Bifurcation patterns in dune and antidune instability

The conditions by which a uniform flow in an infinitely wide erodible channel loses stability towards a perturbed configuration are investigated. A fully coupled differential system based on a rotational flow model plus the Exner equation is adopted, so that no simplifying assumptions are made on the characteristic flow and bed timescales. At a linear level, the analysis shows the existence of three unstable eigenvalues in the parameter space, which can be associated to dune (subcritical flow), antidune and roll-wave (supercritical flow) instabilities, respectively. In particular, for values of the Froude number larger than two, antidunes and roll-waves are both unstable. A weakly nonlinear analysis is performed to investigate the bifurcation process associated to dune, antidune and roll-wave marginal instability. Two regions of interests in the parameter space are found, one related to the dune-plane bed-antidune transition, the second to the antidune-roll-wave competition. The analysis shows that both dune-plane and plane-antidune bifurcations can be either supercritical (forward) or subcritical (backward) depending on the values of the parameters.
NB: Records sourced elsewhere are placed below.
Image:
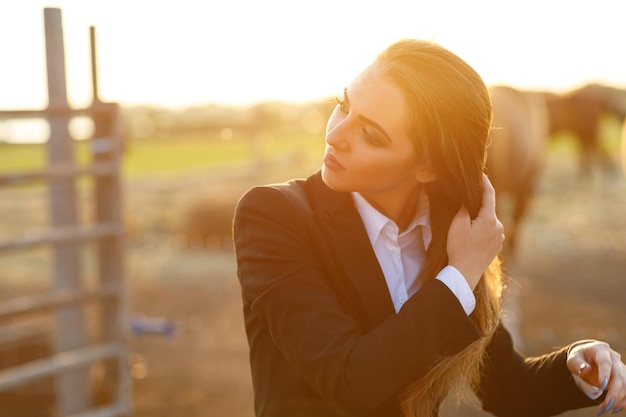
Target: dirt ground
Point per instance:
(569, 283)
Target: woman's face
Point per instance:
(367, 146)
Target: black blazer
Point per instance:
(324, 337)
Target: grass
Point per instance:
(171, 154)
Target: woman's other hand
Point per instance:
(601, 369)
(473, 244)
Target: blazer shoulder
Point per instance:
(275, 196)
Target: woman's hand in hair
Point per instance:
(598, 368)
(473, 244)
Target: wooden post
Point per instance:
(106, 147)
(71, 387)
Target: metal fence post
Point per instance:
(70, 333)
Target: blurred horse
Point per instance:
(515, 154)
(580, 112)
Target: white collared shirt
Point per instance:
(401, 255)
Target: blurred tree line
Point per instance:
(223, 121)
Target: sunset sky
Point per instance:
(184, 52)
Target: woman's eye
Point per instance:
(371, 138)
(342, 105)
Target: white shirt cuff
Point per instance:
(455, 281)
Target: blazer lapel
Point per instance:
(342, 225)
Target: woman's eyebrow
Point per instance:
(365, 119)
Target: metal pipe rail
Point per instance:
(65, 234)
(16, 376)
(57, 298)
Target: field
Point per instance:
(569, 279)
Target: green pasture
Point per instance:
(175, 154)
(169, 154)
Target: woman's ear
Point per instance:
(424, 174)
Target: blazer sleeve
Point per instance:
(286, 287)
(518, 386)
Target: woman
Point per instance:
(372, 288)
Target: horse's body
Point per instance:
(580, 112)
(515, 154)
(623, 148)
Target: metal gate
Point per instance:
(72, 353)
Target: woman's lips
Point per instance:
(331, 163)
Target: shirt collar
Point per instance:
(374, 221)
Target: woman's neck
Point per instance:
(400, 209)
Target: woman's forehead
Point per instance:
(376, 97)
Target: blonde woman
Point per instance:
(372, 288)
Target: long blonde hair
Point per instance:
(450, 124)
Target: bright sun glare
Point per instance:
(239, 52)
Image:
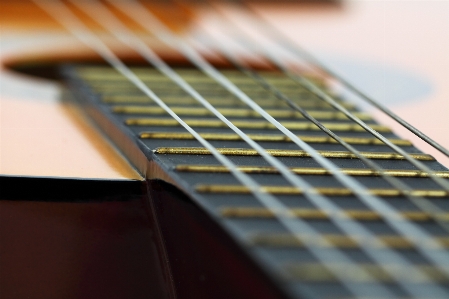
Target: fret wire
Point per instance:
(419, 201)
(401, 226)
(212, 74)
(281, 39)
(62, 14)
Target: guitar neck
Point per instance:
(165, 152)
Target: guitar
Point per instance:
(102, 235)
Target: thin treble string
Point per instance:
(313, 88)
(349, 227)
(152, 24)
(109, 21)
(281, 212)
(281, 39)
(438, 256)
(421, 202)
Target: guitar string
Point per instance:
(306, 83)
(280, 38)
(67, 18)
(421, 202)
(121, 32)
(403, 226)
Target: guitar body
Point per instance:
(78, 220)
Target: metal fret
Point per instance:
(225, 101)
(313, 214)
(270, 138)
(233, 112)
(215, 123)
(318, 273)
(339, 241)
(285, 153)
(287, 190)
(310, 171)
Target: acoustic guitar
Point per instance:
(175, 149)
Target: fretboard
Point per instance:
(162, 149)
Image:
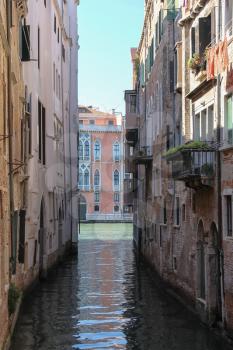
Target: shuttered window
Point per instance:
(229, 119)
(204, 34)
(25, 43)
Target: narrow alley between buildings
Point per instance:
(104, 300)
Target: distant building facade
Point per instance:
(100, 165)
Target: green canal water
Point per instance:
(103, 299)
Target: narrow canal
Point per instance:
(103, 301)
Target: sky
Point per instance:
(107, 31)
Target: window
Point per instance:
(86, 179)
(177, 211)
(132, 103)
(86, 150)
(63, 53)
(54, 77)
(229, 223)
(165, 212)
(116, 152)
(1, 205)
(204, 124)
(81, 180)
(116, 179)
(38, 35)
(97, 152)
(55, 24)
(116, 197)
(97, 179)
(25, 42)
(229, 119)
(80, 150)
(41, 132)
(96, 208)
(183, 212)
(96, 197)
(84, 146)
(204, 33)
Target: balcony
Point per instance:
(196, 167)
(144, 155)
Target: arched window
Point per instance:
(86, 150)
(80, 150)
(116, 151)
(86, 179)
(116, 180)
(97, 150)
(97, 178)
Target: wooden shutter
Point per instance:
(43, 135)
(22, 215)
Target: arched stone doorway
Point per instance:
(214, 276)
(41, 238)
(83, 208)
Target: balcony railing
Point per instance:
(195, 167)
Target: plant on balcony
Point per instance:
(197, 63)
(198, 145)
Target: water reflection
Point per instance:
(105, 302)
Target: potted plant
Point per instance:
(194, 63)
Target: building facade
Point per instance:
(179, 140)
(11, 161)
(100, 165)
(50, 56)
(38, 143)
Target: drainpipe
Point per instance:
(219, 179)
(63, 119)
(70, 153)
(10, 125)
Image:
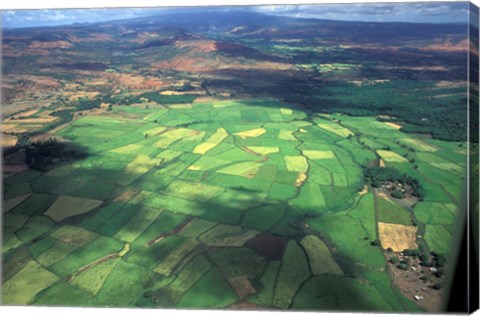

The presence of subcritical bifurcation can theoretically justify the hysteresis often observed in dune-plane-antidune transition, where different bed patterns are detected for the same values of the flow and the sediment parameters. As for the antidune-roll-wave competition, critical points exist where the marginal curves of both modes intersect. A weakly nonlinear expansion in the neighbourhood of these points leads to a system of coupled amplitude equations that describes their growth and mutual interactions. A variety of bifurcation patterns ultimately arises from the solution of the above system depending on the equation coefficients, which include secondary bifurcations of one or both solutions.